O Programa do XXII Governo Constitucional não ficou alheio a todas as temáticas anteriormente referidas, tendo definido a economia circular como parte fundamental da agenda política nacional referindo que a persistência numa economia linear – que extrai, transforma, vende e deita fora – acarreta uma pesada fatura climática, para além de intensificar os riscos derivados da escassez de água, solo arável e materiais. Portugal ainda tem um desempenho menos satisfatório na produtividade material e na redução do consumo de matérias-primas e na sua substituição por materiais recuperados. Urge tomar medidas que melhorem a eficiência dos processos e mantenham os produtos e materiais no seu valor mais elevado, ou seja, em uso. A nível de Bioeconomia está previsto o desenvolvimento de uma “Estratégia Nacional para a Bioeconomia Sustentável 2030”, partindo dos domínios de ação definidos na Estratégia Europeia para a Bioeconomia”. Em 2017 foi aprovado o Plano de Ação para a Economia Circular (PAEC)12, o qual promove o uso eficiente e a produtividade dos recursos, através de produtos, processos e modelos de negócio assentes na desmaterialização, reutilização, reciclagem e recuperação dos materiais. O PAEC tem como pilar a procura da obtenção de valor económico e utilidade dos materiais, equipamentos e bens, pelo maior tempo possível, em ciclos energizados por fontes renováveis. Os materiais são preservados, restaurados ou reintroduzidos no sistema de modo cíclico, com vantagens económicas para fornecedores e utilizadores, e vantagens ambientais decorrentes de menor extração e importação de matérias-primas, redução na produção de resíduos e redução de emissões associadas. O Plano de Ação para a Bioeconomia encontra-se presentemente em desenvolvimento pelo Ministério do Ambiente e da Ação Climática. O Plano de Recuperação e Resiliência (PRR) prevê uma componente de investimento destinada ao setor empresarial fomentando mudanças estruturais ao nível da promoção da Bioeconomia sustentável e visa incentivar três setores estratégicos para a economia portuguesa: o têxtil e vestuário (ITV), o calçado e a resina, com um financiamento estimado de 150 milhões de euros.
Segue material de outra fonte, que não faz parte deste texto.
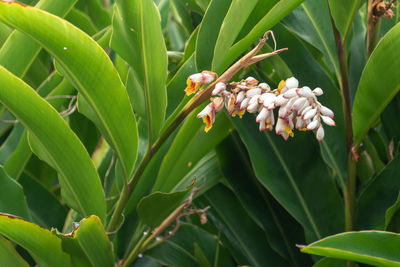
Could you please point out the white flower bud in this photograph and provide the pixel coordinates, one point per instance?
(264, 86)
(320, 133)
(299, 103)
(253, 92)
(309, 114)
(305, 92)
(219, 88)
(252, 108)
(207, 78)
(239, 97)
(205, 111)
(313, 125)
(262, 115)
(326, 111)
(290, 93)
(280, 100)
(328, 121)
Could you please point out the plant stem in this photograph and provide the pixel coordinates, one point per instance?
(350, 188)
(196, 101)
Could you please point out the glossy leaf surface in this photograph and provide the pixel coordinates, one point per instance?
(43, 246)
(378, 85)
(136, 36)
(60, 145)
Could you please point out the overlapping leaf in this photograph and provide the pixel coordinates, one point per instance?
(77, 53)
(58, 143)
(136, 36)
12 RCM n.º 190-A/2017, de 23 de novembro 13 Decreto-Lei n.º 102-D/2020, de 10 de dezembro O investimento engloba iniciativas como a dinamização das atividades de I&D para o aproveitamento de matérias-primas de base florestal, bem como a dinamização do setor agroindustrial para valorização de resíduos como de fonte matérias-primas. Prevê, adicionalmente, a implementação de vários pilotos industriais e agroindustriais, para comprovar o bom desempenho ambiental das novas tecnologias mais sustentáveis. Recentemente foi publicado o novo Regime Geral de Gestão de Resíduos13, que incorpora um capítulo dedicado à desclassificação de resíduos, com o objetivo de eliminar barreiras na utilização de resíduos enquanto matéria-prima e simplificar a sua reincorporação no processo produtivo, promovendo assim a utilização de matéria-prima secundária. Apesar da importância das iniciativas estratégicas e legislativas que decorrem entende-se que também a indústria deverá ter um papel ativo no que respeita à inversão da tendência de utilização de matérias-primas numa perspetiva linear sendo necessário: • Aposta na conceção de produtos mais duradouros beneficiando a reparação e rejeitando a promoção da obsolescência com o intuito de promover uma redução da utilização de recursos; • Promoção de boas práticas no que concerne a simbioses industriais assim como partilha de conhecimento promovendo que resíduos de uma empresa possam ser utilizados como matéria-prima de outra, substituindo matérias-primas primárias por matérias-primas secundárias.

Num enquadramento comunitário e nacional que se foca cada vez mais nesta temática importa que a indústria procure reinventar-se através do desenvolvimento de novos modelos de negócio assentes em tecnologias e cadeias de valor mais sustentáveis, dissociando o seu crescimento da exploração de recursos, transformando os desafios em oportunidades.